To be able to love one another, we must pray much, for prayer gives a clean heart and a clean heart can see God in our neighbor. If we now have no peace, it is because we have forgotten how to see God in one another.
[Humans became human] by breaking into the daylight of language—whether by good fortune or bad fortune, whether by pure chance, the spark jumping the gap because the gap was narrow enough, or by the touch of God, it is not for me to say here.
"The Tamil language is very precise,"
the Tamil poet said.
"There are seven different words
between the English words, 'bud' and 'flower.'"
One would have to live in attentive quiet,
live with the plant,
marveling at each subtle change
to create such a language.
Love creates such a language.
The term Gaia has caught on among those seeking a new ecological spirituality as a religious vision. Gaia is seen as a personified being, an immanent divinity. Some see the Jewish and Christian male monotheistic God as a hostile concept that rationalizes alienation from and neglect of the earth...I agree with much of this critique, yet I believe that merely replacing a male transcendent deity with an immanent female one is an insufficient answer...

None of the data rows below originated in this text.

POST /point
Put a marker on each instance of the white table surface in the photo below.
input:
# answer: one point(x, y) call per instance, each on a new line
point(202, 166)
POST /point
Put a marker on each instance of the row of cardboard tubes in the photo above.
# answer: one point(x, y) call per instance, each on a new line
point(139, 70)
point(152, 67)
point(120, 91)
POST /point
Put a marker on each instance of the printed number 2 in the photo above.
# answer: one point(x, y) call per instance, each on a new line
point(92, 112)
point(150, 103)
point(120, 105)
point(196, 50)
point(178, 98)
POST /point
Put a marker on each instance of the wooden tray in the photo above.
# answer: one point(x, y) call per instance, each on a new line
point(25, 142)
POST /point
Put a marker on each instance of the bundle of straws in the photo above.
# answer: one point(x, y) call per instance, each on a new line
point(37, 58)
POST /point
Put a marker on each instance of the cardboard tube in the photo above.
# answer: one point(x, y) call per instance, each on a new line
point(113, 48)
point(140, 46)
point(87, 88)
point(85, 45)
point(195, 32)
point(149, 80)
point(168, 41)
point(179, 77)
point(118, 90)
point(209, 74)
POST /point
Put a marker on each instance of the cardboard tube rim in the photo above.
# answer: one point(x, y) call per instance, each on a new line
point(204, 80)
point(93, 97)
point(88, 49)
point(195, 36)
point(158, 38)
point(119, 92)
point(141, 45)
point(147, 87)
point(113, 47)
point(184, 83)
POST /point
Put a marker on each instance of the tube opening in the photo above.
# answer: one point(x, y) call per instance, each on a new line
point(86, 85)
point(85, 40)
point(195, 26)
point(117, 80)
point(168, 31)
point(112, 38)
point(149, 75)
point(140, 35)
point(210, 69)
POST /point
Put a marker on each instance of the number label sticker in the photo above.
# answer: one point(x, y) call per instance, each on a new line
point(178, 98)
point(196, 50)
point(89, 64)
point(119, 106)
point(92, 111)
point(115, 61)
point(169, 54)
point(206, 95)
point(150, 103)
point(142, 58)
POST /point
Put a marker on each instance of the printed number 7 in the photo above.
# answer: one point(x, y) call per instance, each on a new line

~ from Rosemary Radford Ruether in GAIA AND GOD: AN ECOFEMINIST THEOLOGY OF EARTH HEALING
The language we use reflects and in turn shapes the way we construct our experience of the world. (Plaskow acknowledges that)...all of these images of God are humanly crafted metaphors, but our metaphors emerge out of specific cultural and political context. When these contexts change, the old metaphors must change with them.
~ from "The Feminist Critique of God Language" by Dr. Neil Gillman, reprinted from THE WAY INTO ENCOUNTERING GOD IN JUDAISM, discussing Judith Plaskow's book STANDING AGAIN AT SINAI
It is all too easy and too simple to disdain as "superstition" everything one cannot understand, but the ancients themselves knew very well what they meant when they used symbolic language...the Spirit can always come back to breathe fresh life into the symbols and rites and give them back their lost meaning and the fullness of their original virtue.